Richard:
> If I understand you, you are saying that the
> nominative / accusative was in origin the gentive
> plural -om.
I don't think you quite get it, but you're close.
I'm saying that the nominative and accusative are
UNMARKED as they should be for inanimate nouns.
That makes it the same as all other inanimate nouns,
nej?
Second, all nouns in *-om are genitival derivatives.

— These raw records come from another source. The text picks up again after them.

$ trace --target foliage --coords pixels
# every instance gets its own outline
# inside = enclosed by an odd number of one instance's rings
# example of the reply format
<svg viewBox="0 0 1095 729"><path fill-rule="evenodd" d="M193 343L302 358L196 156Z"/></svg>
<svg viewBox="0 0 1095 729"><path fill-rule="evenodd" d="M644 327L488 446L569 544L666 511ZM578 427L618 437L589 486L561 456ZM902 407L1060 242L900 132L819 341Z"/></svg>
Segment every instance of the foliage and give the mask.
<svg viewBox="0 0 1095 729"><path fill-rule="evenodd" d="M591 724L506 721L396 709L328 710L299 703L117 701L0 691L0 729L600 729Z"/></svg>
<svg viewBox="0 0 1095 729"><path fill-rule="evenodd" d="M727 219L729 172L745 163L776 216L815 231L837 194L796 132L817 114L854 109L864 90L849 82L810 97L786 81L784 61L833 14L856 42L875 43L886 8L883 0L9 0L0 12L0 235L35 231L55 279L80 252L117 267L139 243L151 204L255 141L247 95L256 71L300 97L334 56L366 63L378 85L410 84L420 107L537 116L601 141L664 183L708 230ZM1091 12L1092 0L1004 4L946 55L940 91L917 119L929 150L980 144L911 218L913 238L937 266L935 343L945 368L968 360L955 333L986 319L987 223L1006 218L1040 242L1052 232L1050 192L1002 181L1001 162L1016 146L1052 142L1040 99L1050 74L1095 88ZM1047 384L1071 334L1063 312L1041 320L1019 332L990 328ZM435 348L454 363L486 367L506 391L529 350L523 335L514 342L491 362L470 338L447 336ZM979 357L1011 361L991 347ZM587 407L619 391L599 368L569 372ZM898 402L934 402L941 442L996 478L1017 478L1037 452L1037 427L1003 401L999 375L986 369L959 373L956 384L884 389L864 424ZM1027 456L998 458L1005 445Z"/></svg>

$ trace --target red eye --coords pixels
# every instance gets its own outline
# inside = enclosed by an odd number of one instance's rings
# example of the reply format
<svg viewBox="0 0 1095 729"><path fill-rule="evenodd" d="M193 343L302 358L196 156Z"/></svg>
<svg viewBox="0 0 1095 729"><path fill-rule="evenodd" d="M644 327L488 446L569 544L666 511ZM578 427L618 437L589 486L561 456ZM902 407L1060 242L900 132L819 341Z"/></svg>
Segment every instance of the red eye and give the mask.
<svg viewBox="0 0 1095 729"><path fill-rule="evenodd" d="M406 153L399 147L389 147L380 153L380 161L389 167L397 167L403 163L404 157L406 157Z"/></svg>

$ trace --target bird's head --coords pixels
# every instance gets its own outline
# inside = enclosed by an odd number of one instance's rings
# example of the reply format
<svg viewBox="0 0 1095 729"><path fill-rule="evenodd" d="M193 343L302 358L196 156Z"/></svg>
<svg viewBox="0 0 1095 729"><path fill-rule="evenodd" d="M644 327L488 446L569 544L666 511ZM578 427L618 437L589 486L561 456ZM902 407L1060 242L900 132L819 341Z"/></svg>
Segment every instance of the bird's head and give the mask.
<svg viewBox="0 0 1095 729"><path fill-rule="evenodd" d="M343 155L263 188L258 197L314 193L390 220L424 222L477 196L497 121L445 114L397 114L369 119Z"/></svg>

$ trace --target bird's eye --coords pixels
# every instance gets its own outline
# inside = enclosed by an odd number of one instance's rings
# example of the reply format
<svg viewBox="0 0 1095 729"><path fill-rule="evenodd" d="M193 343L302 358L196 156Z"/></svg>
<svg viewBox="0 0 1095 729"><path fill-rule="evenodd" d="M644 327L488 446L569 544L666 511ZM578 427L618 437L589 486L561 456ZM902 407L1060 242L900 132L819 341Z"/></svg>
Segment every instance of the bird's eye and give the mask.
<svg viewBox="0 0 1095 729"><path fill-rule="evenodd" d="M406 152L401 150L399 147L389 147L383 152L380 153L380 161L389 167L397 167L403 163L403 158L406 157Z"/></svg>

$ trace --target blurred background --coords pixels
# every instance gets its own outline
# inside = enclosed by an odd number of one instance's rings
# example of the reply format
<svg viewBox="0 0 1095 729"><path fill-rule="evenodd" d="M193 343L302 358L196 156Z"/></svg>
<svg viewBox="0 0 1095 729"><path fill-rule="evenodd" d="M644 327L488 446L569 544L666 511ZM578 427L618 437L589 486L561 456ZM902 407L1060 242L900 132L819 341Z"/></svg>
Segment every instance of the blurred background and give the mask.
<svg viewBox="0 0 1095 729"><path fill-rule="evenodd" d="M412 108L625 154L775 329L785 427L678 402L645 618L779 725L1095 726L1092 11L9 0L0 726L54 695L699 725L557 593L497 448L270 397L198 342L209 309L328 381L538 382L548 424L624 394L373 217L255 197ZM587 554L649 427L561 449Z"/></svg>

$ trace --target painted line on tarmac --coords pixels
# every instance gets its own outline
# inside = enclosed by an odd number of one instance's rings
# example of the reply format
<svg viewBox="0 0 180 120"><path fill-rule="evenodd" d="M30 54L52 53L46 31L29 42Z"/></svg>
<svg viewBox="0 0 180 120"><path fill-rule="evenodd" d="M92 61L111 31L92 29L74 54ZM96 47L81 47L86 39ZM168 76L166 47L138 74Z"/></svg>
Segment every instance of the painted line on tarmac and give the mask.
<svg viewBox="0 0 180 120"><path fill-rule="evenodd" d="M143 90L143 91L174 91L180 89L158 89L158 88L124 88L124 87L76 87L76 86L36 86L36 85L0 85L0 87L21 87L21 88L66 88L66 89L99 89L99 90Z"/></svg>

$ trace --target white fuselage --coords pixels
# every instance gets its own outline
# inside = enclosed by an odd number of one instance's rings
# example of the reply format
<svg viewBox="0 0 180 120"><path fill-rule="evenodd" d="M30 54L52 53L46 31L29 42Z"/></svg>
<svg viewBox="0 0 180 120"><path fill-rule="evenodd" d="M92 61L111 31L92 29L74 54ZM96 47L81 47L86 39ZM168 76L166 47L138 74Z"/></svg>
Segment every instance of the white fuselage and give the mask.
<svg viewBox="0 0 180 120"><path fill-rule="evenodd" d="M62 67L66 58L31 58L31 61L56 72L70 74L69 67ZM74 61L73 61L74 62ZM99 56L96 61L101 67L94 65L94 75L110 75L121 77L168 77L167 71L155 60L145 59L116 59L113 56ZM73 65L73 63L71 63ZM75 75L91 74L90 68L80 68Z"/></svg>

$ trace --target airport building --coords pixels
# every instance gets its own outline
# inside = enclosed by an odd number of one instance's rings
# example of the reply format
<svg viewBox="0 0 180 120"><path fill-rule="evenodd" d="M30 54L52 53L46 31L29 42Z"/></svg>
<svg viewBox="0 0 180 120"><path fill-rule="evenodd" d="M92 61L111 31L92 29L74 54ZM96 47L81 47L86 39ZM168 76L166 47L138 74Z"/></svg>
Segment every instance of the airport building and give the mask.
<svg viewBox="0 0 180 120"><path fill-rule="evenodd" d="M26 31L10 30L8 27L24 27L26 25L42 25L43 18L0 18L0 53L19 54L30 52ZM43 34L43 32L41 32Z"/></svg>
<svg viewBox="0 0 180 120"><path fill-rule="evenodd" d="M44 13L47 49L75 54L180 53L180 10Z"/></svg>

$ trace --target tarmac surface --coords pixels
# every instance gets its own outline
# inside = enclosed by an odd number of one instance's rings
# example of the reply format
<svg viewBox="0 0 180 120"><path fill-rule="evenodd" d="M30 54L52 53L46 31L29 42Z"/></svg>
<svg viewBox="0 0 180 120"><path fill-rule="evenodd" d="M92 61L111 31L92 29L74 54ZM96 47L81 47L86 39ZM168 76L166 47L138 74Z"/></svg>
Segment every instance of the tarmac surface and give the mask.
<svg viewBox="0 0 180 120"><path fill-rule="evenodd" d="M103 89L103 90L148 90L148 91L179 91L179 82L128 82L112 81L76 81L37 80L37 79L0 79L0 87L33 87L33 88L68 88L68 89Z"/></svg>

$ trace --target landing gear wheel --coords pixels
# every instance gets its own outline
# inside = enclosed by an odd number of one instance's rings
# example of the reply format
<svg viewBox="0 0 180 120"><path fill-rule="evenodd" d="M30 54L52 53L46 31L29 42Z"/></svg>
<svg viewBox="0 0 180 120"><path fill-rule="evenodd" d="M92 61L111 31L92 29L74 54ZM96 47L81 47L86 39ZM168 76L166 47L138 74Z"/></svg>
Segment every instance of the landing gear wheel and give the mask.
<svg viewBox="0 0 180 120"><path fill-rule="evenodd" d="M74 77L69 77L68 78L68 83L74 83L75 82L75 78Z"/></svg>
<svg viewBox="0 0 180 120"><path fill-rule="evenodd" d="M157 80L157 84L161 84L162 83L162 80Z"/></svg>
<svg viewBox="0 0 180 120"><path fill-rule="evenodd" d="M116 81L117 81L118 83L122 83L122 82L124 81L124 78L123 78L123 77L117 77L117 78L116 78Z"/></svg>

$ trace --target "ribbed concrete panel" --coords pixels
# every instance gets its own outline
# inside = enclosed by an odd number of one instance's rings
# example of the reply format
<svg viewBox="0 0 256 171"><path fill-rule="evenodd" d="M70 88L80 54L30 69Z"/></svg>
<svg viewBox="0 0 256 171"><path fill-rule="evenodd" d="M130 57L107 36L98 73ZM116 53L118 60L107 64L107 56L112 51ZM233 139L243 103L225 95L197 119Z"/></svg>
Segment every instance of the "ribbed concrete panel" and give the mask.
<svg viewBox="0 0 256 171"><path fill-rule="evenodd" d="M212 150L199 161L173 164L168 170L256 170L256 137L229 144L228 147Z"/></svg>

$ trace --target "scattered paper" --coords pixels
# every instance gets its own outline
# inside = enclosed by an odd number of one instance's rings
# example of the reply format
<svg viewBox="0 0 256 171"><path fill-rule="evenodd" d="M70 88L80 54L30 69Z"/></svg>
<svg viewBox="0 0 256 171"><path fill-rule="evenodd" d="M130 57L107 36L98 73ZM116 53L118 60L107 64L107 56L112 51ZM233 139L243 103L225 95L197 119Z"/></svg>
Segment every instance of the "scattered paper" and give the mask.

So we can lump *pedom-, *yugom-, *dHgHom- and the like
together, regardless of their gender, into the same
etymological class of old abstract/uncountable
genitival derivatives.
Now, knowing that, it must be understood that the
genitive plural *-om is not in origin the "genitive
plural". It originally is a locative meaning "within,
amongst".
IE *-om therefore originally lent a nuance of being
in an uncountable crowd (hence its adoption
specifically into the plural inflection with an
ablative sense). Before this, the *s-genitive was used
in both singular and plural to convey possession, as
in
Etruscan and other Tyrrhenian languages. Inanimates
were incapable of possession, of course, and only
had the *l-partitive to convey other aspects of the
later IE genitive. Get it? Good.
So *yugom- is to be understood as originally from
eLIE *yug-an and its locative originally was
unmarked like a normal inanimate locative. It was
given the animate locative *-i later.
Vowel shift caused *yugom (and *yugomi in the
locative). Then *m-Omission was enacted: locative
*yugoi. From there, *m-Omission spread to other
oblique cases. That's not a very hard feat considering
that inanimates only have the "singular" (or
rather "number-inspecific") inflection to deal with.